Implementasi UU TPKS Hadapi Kultur Hukum yang Bias Jender
Implementasi dari UU TPKS kini terus ditunggu. Aparat penegak hukum diminta segera menerapkan UU TPKS ketika menangani kasus kekerasan seksual.
Oleh
SONYA HELLEN SINOMBOR
·4 menit baca
JAKARTA, KOMPAS — Undang-Undang Nomor 12 Tahun 2022 tentang Tindak Pidana Kekerasan Seksual merupakan terobosan hukum. Hal ini karena mengakui bentuk-bentuk kekerasan seksual dialami korban yang selama ini belum diakui dalam aturan perundang-undangan. Namun, implementasi UU ini masih menghadapi tantangan berupa struktur dan kultur hukum di masyarakat yang masih bias jender.
Sosialisasi Undang-Undang Nomor 12 Tahun 2022 tentang Tindak Pidana Kekerasan Seksual (TPKS) harus dilakukan secara masif karena pemahaman masyarakat tentang kekerasan seksual masih rendah. Bahkan, aparat penegak hukum sampai saat ini belum menerapkan UU TPKS.
”Perlu strategi efektif untuk literasi dan sosialisasi tentang terobosan UU TPKS kepada masyarakat, Karena masih ada masyarakat yang menganggap kalau melaporkan kasus kepada kepolisian harus membayar,” ujar Ratna Batara Munti, Koordinator Advokasi Nasional Asosiasi Lembaga Bantuan Hukum Asosiasi Perempuan Indonesia untuk Keadilan (LBH-APIK) Indonesia pada webinar Sosialisasi UU TPKS oleh Jaringan Pembela Hak Perempuan Korban Kekerasan Seksual (JPHPKKS) dan Swara Parangpuan Manado, Senin (15/8/2022), secara daring.
Wajah pendidikan kita gagal jika kita tidak mengimplementasikan UU TPKS.
Ratna mengatakan, struktur dan kultur hukum di masyarakat yang masih bias gender, menyebabkan banyak kasus kekerasan seksual tidak diproses atau berakhir ”damai”. Selain itu, korban juga tidak dapat mengakses hak-haknya.

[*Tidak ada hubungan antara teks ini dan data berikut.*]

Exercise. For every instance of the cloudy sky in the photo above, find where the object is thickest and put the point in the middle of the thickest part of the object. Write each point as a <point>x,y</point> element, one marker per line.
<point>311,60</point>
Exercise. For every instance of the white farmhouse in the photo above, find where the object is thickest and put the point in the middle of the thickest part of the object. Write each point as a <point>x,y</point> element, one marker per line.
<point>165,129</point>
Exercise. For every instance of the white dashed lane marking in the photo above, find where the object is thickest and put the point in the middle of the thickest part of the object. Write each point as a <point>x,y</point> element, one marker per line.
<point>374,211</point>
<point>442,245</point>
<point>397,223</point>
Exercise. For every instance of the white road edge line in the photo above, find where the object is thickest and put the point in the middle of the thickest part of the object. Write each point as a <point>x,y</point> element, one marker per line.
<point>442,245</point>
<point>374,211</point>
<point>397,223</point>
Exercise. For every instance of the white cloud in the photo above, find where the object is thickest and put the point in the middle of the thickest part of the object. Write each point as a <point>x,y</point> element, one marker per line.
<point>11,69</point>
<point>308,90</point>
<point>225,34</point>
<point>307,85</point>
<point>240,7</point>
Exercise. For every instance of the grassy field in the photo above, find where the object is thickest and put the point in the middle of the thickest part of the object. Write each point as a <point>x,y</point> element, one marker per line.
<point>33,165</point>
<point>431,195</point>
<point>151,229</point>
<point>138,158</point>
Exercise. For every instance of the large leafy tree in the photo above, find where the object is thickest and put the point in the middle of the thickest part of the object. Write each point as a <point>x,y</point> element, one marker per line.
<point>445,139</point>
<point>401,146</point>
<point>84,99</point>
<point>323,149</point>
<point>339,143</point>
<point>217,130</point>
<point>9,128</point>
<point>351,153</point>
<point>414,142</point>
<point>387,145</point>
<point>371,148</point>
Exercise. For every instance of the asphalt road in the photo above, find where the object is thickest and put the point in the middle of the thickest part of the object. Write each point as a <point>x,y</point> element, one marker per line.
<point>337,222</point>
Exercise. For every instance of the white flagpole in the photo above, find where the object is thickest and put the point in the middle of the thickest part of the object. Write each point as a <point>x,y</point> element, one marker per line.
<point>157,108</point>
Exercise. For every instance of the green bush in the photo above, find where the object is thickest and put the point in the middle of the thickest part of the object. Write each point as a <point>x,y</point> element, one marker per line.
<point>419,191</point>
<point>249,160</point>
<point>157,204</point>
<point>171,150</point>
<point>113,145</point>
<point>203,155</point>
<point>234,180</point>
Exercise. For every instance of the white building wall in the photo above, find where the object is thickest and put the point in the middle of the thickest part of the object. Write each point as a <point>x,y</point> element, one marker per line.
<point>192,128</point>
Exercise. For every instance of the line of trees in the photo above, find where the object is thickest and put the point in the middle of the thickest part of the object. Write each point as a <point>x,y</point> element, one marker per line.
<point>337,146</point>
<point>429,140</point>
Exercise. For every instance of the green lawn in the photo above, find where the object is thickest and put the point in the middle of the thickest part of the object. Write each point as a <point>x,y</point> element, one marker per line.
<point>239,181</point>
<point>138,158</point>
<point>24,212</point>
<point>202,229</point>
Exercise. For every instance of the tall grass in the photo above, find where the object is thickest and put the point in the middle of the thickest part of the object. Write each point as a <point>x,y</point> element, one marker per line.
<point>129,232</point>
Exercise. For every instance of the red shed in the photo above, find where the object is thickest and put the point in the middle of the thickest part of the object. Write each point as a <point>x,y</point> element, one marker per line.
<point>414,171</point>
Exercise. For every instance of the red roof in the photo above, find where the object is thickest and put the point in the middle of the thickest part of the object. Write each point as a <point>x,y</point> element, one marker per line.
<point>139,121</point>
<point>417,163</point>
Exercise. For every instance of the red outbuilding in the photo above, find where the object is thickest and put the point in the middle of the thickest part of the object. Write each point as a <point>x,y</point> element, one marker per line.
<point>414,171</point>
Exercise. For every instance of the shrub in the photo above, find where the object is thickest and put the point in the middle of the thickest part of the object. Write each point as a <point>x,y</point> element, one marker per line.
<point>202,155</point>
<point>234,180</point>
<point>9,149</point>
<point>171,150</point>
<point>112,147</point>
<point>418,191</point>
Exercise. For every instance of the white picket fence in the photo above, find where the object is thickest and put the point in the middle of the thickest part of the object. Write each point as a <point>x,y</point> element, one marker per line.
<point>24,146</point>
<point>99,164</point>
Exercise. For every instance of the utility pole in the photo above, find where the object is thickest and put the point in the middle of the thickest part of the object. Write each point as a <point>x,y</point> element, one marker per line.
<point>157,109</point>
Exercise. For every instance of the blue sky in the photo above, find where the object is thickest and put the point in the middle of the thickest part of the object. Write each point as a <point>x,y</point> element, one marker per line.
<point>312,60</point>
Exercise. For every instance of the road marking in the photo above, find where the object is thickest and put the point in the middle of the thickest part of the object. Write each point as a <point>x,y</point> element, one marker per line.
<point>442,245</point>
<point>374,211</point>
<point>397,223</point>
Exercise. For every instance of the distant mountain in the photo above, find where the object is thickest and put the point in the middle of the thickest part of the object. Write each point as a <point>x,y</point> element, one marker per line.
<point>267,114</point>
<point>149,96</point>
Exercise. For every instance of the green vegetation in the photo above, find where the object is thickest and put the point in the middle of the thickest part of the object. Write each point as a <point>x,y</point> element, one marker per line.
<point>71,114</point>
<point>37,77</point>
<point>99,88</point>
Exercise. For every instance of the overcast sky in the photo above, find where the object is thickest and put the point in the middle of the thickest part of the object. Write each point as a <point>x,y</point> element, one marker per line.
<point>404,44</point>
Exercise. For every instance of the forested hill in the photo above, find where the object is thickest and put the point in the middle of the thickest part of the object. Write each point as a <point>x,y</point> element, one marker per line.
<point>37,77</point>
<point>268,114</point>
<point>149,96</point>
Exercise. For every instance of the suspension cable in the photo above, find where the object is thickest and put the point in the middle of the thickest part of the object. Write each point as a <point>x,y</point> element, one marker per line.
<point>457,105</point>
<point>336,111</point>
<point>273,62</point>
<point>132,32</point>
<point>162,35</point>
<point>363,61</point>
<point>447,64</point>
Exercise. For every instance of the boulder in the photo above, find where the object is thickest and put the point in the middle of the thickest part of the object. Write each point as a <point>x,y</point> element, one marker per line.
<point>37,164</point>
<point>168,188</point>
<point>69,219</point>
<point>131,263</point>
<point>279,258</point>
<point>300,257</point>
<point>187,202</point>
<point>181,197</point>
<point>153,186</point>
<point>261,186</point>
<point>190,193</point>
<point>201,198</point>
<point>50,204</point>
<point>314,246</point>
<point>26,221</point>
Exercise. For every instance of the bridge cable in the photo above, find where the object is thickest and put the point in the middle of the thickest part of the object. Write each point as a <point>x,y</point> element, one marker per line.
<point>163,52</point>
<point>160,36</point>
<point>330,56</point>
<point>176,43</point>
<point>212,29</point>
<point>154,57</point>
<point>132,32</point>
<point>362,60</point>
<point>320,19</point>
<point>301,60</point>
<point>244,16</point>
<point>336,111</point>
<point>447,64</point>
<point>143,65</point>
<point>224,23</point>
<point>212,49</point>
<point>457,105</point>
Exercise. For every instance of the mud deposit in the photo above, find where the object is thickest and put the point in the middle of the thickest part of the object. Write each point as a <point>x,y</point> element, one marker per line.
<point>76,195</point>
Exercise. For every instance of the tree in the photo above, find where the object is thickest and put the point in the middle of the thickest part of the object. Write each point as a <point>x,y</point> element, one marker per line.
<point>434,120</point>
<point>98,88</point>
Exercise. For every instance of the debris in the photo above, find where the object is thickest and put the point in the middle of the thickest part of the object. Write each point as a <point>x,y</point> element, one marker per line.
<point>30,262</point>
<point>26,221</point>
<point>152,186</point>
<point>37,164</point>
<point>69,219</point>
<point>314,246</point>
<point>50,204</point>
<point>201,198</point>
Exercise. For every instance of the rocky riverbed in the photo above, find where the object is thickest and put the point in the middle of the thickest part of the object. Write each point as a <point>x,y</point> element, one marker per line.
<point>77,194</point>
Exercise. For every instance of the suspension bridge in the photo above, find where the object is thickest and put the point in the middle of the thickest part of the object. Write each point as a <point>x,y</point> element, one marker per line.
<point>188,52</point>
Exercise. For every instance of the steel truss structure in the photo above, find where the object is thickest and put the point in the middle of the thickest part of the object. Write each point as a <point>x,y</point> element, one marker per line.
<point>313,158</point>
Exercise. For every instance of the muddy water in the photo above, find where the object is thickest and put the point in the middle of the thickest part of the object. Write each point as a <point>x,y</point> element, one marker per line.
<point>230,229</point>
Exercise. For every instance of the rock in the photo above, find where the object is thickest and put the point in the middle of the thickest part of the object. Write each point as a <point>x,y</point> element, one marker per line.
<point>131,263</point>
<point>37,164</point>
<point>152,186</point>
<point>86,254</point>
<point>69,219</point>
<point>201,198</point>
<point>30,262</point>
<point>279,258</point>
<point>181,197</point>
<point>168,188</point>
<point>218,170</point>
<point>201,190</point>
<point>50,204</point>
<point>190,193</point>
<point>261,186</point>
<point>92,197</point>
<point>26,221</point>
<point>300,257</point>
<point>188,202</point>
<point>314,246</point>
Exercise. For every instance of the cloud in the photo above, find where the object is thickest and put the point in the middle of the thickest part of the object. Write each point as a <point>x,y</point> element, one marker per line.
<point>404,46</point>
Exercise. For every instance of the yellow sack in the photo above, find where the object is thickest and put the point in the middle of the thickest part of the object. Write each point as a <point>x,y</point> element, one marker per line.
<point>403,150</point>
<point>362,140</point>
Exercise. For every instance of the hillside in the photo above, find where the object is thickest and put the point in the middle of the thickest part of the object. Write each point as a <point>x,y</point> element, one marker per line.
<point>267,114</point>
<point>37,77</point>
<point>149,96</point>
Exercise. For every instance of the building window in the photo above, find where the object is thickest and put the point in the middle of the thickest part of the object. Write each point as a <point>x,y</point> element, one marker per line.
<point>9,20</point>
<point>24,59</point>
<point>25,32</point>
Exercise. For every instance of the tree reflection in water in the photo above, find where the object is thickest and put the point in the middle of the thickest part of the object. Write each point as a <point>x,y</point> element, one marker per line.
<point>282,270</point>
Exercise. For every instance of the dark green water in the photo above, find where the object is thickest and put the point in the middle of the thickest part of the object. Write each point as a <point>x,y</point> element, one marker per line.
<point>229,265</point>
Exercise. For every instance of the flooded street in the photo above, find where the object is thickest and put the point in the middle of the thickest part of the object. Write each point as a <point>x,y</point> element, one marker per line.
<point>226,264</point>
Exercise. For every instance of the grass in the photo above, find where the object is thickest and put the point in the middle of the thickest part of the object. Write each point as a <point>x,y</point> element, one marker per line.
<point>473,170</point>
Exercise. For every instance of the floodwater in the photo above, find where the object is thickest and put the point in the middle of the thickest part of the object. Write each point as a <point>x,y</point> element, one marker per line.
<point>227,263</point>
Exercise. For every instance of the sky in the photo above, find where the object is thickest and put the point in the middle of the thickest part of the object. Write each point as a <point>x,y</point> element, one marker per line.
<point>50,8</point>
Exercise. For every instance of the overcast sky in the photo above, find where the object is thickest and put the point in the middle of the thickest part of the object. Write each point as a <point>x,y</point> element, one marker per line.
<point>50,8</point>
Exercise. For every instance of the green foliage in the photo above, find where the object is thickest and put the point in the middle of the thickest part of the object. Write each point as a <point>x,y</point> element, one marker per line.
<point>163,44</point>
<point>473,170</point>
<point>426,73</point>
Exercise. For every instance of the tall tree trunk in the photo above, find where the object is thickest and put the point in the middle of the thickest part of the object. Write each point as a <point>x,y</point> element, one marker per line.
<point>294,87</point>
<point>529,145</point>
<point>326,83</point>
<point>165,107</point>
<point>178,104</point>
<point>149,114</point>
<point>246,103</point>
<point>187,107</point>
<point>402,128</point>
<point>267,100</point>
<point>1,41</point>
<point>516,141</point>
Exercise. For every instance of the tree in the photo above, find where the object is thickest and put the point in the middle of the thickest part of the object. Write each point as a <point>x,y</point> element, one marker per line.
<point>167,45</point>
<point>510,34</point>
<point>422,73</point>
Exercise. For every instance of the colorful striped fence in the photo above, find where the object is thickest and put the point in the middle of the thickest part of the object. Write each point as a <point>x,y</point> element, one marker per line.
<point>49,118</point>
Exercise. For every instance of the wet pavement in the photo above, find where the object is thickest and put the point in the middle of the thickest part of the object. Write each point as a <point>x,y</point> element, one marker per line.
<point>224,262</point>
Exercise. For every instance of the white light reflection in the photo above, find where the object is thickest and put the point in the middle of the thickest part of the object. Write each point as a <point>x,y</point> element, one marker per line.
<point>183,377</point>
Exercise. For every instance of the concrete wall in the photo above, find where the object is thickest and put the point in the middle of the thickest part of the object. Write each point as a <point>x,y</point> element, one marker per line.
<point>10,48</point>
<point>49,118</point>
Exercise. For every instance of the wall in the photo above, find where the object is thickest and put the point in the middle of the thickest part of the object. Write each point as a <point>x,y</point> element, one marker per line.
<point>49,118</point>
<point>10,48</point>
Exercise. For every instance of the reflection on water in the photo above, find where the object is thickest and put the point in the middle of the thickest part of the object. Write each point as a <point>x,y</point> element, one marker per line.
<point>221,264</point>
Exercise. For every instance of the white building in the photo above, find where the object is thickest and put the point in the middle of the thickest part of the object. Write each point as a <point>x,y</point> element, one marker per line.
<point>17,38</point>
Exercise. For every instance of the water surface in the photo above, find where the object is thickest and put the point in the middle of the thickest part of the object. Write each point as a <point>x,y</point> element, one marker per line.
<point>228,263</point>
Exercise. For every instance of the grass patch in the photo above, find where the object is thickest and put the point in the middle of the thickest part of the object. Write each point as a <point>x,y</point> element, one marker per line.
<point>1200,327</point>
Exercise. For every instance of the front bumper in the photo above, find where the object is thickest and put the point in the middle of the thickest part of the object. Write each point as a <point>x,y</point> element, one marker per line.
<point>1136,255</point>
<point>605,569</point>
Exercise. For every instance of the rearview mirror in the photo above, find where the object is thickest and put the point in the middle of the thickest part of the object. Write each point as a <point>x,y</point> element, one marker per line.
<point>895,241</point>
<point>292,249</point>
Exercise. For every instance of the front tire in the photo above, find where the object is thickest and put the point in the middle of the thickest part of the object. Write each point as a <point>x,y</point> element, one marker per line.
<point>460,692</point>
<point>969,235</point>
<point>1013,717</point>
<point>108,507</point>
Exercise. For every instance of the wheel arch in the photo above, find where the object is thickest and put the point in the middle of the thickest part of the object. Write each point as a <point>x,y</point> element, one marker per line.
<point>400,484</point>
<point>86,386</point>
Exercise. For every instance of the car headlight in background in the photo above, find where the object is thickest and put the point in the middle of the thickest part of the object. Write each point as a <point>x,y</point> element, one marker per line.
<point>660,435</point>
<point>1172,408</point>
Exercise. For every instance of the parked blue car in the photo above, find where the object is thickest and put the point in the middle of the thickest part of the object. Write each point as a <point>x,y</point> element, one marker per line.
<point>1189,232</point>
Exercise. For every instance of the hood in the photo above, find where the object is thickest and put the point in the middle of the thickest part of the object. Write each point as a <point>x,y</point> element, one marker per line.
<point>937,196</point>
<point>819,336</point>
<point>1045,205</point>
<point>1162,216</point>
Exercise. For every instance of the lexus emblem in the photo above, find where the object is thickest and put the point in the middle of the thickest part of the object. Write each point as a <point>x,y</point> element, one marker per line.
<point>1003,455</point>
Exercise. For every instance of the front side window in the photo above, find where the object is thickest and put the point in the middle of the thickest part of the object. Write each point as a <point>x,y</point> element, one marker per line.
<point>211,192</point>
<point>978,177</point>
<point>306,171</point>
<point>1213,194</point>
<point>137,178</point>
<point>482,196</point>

”Saya mendengar dari sosialisasi di Banjarmasin, lembaga konsultasi dan bantuan hukumnya mengeluh karena ternyata yang diberlakukan masih Kitab Undang-undang Hukum Pidana, padahal sudah ada telegram dari Kepala Polri. Kenapa, ya, UU TPKS belum digunakan?” ujar Ratna yang juga mewakili JPHPKKS.
Dengan kondisi ini, peningkatan kapasitas terhadap aparat penegak hukum sangat penting. Hal ini agar penafsiran terhadap UU TPKS terutama deliknya juga sama. Terutama pemahaman atas Pasal 4 Ayat (2) UU TPKS yang mengatur tentang tindak pidana di undang-undang lain yang disebutkan sebagai TPKS, aparat penegak hukum diharapkan tidak lagi menggunakan Kitab Hukum Acara Pidana (Kuhap).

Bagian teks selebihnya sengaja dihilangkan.